Wasn't Bob Wade the person who remained at the board the most at the Staunton tourney?

Jonathan B said...


Yes in the sense that I don't remember him ever leaving the board during the game. Adams very very rarely. Bob Wade never.

No in the sense that Bob Wade's games tended to last 3 hours at most. Adams' usually went an hour longer.

ejh said...

Bit of a special case in that respect, Bob Wade, being possibly a little less mobile than the average player.

Anonymous said...

Is there a bar in the vicinity? ;)


Anonymous said...

I tend to get up from the board a lot during play; I'm not sure that I could sit at my board for the long periods of time that the likes of Adams do.
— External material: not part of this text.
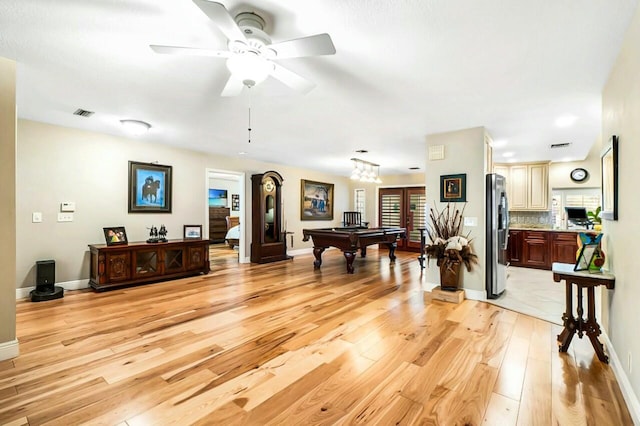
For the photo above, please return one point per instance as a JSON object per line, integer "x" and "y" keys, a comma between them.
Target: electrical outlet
{"x": 65, "y": 217}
(This, like my, uh, clock control, is something that I don't usually believe myself to have much conscious control over.)

Anonymous said...

I think it's fair to say that the debate is academic if you are involved, Jack! Especially if you're the opponent ;)


Robert Pearson said...

Something that I started to do recently during quickplay and blitz games on my opponent's time--just look at his pieces! That is, where could they move to and what would they threaten from there? Simple, obvious, yet one of my own major problems has always been a fondness for my own plans and a tendency to overlook strong moves for my opponent. This technique seems to help a good deal; not only do I sometimes get a get a jump on the next move, having already given it some thought before it was played, I also quit focusing on my plans to crush him and consider how to stop his plans to crush me.

Haven't played any longer time control OTB games for several months but I'm going to do it there too, as it seems more pointed and useful than Kotov's "general positional considerations."